What I find the most troubling of the recent piece by the 5th Estate is the lack of rigorous intellectual, political, and scientific investigation. If the authors of the ‘Ironman’ piece had any real interest in iron fertilization or the Haida Salmon Restoration Corporation, they would have found a rich store of issues and possible stories to tell, that actually are much more important than another character assassination of Russ George. I expected more of the CBC.
Here are a few of the questions and issues that I think would be worth pursuing, if anyone cared to actually address the real dilemmas and conundrums we are facing:
1. First Nations sovereignty in Canada and Canadian environmental law;
2. Canadian environmental law and non-binding resolutions pertaining to iron fertilization passed by the London Convention/London Protocol;
3. Tautological scientific rationales and the non-binding resolutions pertaining to iron fertilization passed at the London Convention/London Protocol;
4. Non-governmental environmental organizations and the media: Incestuous self-interests that undermine the public good;
5. Non-governmental environmental organizations, scientific self-interest, and the politicization of iron fertilization;
6. Non-binding resolutions pertaining to iron fertilization passed at the London Convention/London Protocol, Canadian environmental law, and non-government environmental organizations’ influence on bureaucratic policy and practice: who is legislating environmental law in Canada? Who is interpreting environmental law in Canada? Who benefits from the current contextual conditions of selective environmental law applications, pronouncements, and the dismantling of First Nations treaties?
7. Propaganda, non-government environment organizations, and science writing: how can we tell if we are being fully informed or if the formation of our opinions of complex issues are being manipulated?

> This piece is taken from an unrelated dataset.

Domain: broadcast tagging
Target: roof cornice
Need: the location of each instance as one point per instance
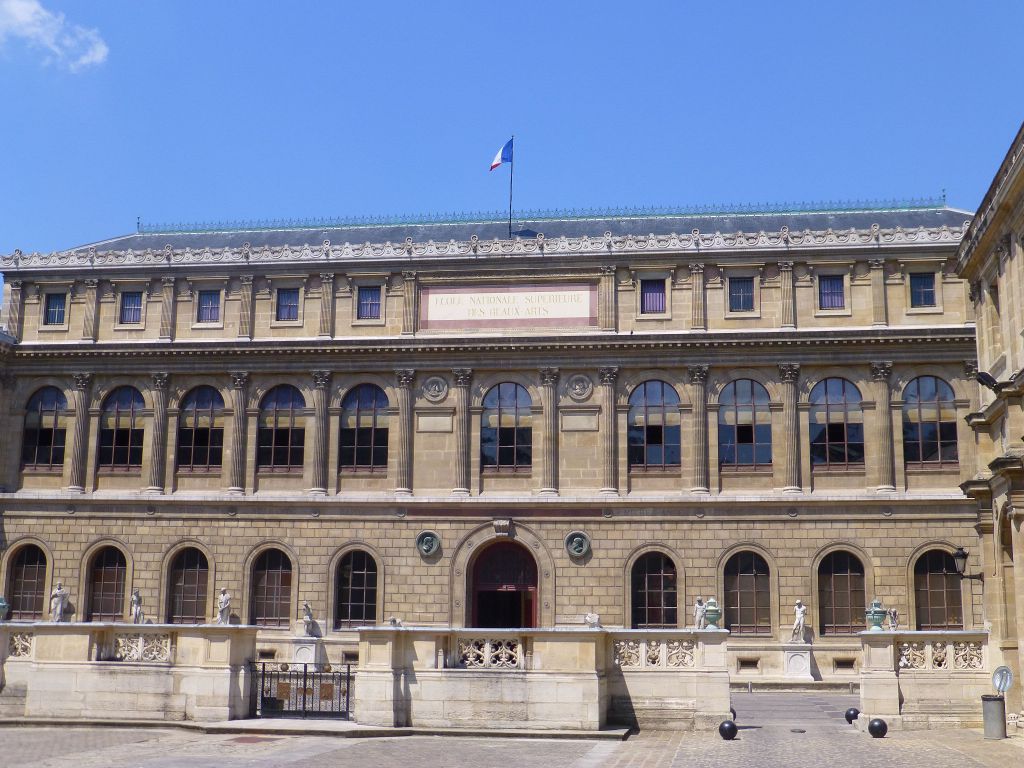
(694, 243)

8. What about the London Convention/London Protocol: How did shift from being a resolution to protect the ocean from the disposal of barrels of nerve gas to the application of miniscule concentrations of iron-rich dust to a cubic yard of ocean?
These are the stories that should be brought to light and discussed in depth. The CBC has disappointed and is wholly undeserving in my tax dollars in their efforts to sensationalize a fictional narrative while ignoring the very real community and public service they could be offering, if they chose to conduct their profession and practice in an ethical manner.